Looks like it is going to be AMAZING! :2thumb:


----------



## mitsi (Feb 1, 2012)

thanks up to the lower beams will be the substrate then im having glass doors and an opening ramp, the bath will have a pipe and tap attached, the higher beam to the left at the back will hold the basking shelf, along with beams along the front edge of it, it will have a ramp going up to it from the bath area. Its going to take 40 bags of soil and 15 bags of play sand to fill it.


----------



## Yemen (Jul 23, 2012)

mitsi said:


> heres the start of our build for my bosc.
> 
> 
> image
> ...


Looking good:grin1:


----------



## Paul112 (Apr 6, 2007)

Looking good. What type of wood are you using for the frame, and what are your plans for sealing the base?

Best,
Paul


----------



## mitsi (Feb 1, 2012)

Paul112 said:


> Looking good. What type of wood are you using for the frame, and what are your plans for sealing the base?
> 
> Best,
> Paul


 
im going to use pond paint to seal the base of it, still trying to find some at a decent price. Hopefully be getting the osb boards for the top bottom back and sides at end of this week, the wood for the frame is some i got from wickes, cant remeber what type but i use it for all my rep vivs.


----------



## Paul112 (Apr 6, 2007)

Ah good stuff. I used Wickes square edged timber for a Bosc cage once and it's still holding strong. I tried an assortment of stuff for the base, including vinyl tiles and pond liner.

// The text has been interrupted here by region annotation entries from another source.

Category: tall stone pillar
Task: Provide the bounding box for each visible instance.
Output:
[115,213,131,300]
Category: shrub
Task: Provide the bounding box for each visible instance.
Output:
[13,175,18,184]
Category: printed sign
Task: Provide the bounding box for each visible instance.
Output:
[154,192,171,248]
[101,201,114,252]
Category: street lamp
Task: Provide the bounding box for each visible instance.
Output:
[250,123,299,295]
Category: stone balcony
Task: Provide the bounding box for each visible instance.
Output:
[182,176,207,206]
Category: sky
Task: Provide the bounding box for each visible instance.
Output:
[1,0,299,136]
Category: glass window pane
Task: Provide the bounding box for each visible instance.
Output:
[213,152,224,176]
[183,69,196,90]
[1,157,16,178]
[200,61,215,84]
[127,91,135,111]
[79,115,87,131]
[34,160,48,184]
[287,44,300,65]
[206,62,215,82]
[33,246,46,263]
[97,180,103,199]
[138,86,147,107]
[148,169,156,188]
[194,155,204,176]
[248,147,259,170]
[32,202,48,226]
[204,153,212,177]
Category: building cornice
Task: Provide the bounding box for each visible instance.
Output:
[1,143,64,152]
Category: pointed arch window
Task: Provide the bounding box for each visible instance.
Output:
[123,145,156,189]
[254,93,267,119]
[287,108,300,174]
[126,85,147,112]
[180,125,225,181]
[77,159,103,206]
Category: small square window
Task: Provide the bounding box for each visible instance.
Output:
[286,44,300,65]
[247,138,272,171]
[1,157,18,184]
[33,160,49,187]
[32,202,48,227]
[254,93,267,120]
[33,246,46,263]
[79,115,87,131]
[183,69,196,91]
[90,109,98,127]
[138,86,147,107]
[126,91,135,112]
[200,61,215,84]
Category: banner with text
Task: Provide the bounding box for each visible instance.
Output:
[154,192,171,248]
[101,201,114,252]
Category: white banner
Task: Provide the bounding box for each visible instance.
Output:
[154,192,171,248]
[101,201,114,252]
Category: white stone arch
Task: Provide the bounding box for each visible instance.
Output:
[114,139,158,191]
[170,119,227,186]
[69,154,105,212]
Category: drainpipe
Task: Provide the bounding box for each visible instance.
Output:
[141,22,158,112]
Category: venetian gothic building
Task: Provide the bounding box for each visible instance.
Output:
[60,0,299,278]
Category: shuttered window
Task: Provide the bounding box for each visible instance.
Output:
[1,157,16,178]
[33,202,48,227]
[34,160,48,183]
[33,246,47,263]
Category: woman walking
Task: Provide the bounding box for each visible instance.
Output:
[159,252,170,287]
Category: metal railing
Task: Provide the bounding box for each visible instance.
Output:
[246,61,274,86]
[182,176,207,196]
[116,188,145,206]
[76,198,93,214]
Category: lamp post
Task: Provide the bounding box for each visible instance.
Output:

Sadly it doesn't house a Bosc anymore, but I converted it to a big Honduran Wood Turtle viv (you can see some pics on my site below if interested):

Honduran Wood Turtle (_Rhinoclemmys pulcherrima incisa_) setup

My waterproofing solution isn't great, definitely worth getting pond paint or fibreglassing it or something, but it sounds like you've got that sorted! Looking forward to more updates 

Best,
Paul


----------



## Noofy (Oct 22, 2009)

Glad to see someone building a decent bosc viv!

Keep us posted


----------



## mitsi (Feb 1, 2012)

Paul112 said:


> Ah good stuff. I used Wickes square edged timber for a Bosc cage once and it's still holding strong. I tried an assortment of stuff for the base, including vinyl tiles and pond liner.
> 
> Sadly it doesn't house a Bosc anymore, but I converted it to a big Honduran Wood Turtle viv (you can see some pics on my site below if interested):
> 
> ...


 
had a look and it looks good, yeah im looking on ebay for pond paint, am hoping to have it within the net fortnight at the latest. Will keep you posted.


----------



## mitsi (Feb 1, 2012)

Noofy said:


> Glad to see someone building a decent bosc viv!
> 
> Keep us posted


 
thanks i will


----------



## Iguanaquinn (Nov 13, 2010)

Love big builds!


----------



## my_shed (Jan 5, 2011)

mitsi said:


> had a look and it looks good, yeah im looking on ebay for pond paint, am hoping to have it within the net fortnight at the latest. Will keep you posted.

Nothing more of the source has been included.